所以林淮之看上去总是一副很容易被风吹倒的模样。
宋柏嚅嗫嘴想说些什么,到最后又什么都没说。
他的确没办法设身处地去理解林淮之。
林淮之似已经习惯了逢人听到他身体不好的消息就会沉默的状况,语气故作轻松道:“怎么不说话,刚刚不挺能说的吗,哑巴了?”
“你才……哑巴了。”宋柏恶狠狠开了个头声音转而变弱。
哔——
哨声响起,体育老师站在球场中央高举拳头喊:“集合了啊!报完数我们就下课了。

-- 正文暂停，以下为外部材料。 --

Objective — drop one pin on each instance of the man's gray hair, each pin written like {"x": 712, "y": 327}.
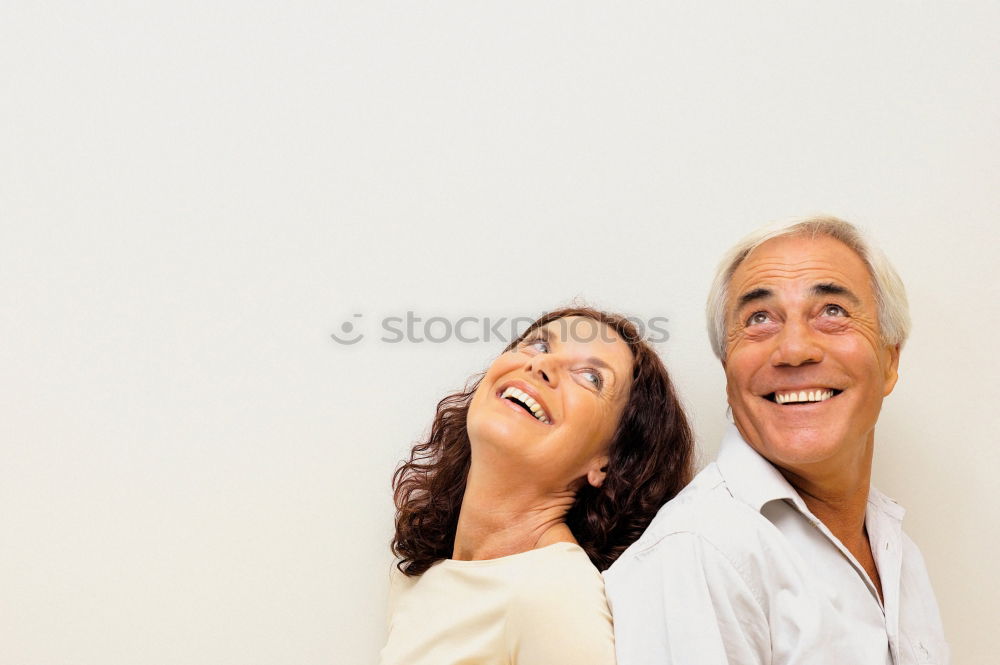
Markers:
{"x": 890, "y": 295}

”
宋柏连忙起身拍了拍衣服,手不自觉向林淮之伸去,“去集队。”
林淮之没有往他手心上搭,而是独自起身说:“走吧。”
宋柏目光停留在那道单薄瘦削的背影上,尔后又低头看了眼自己尴尬举在半空中的手,不自觉攥成拳。
林淮之不需要别人的可怜,向来如此。
体育课之后是自习课,宋柏没有急着回教室,拉上郑玉韬就往小卖部扑。
“柏哥,刚刚你和淮之聊啥呢?”
郑玉韬从货架上拿下一桶泡面说:“今晚夜宵就是泡椒牛肉面了。”
宋柏进来就是为了买瓶苏打水,打开冷柜扑面而来的冷气让他清醒了一瞬,“你要是好奇就去问林淮之啊。”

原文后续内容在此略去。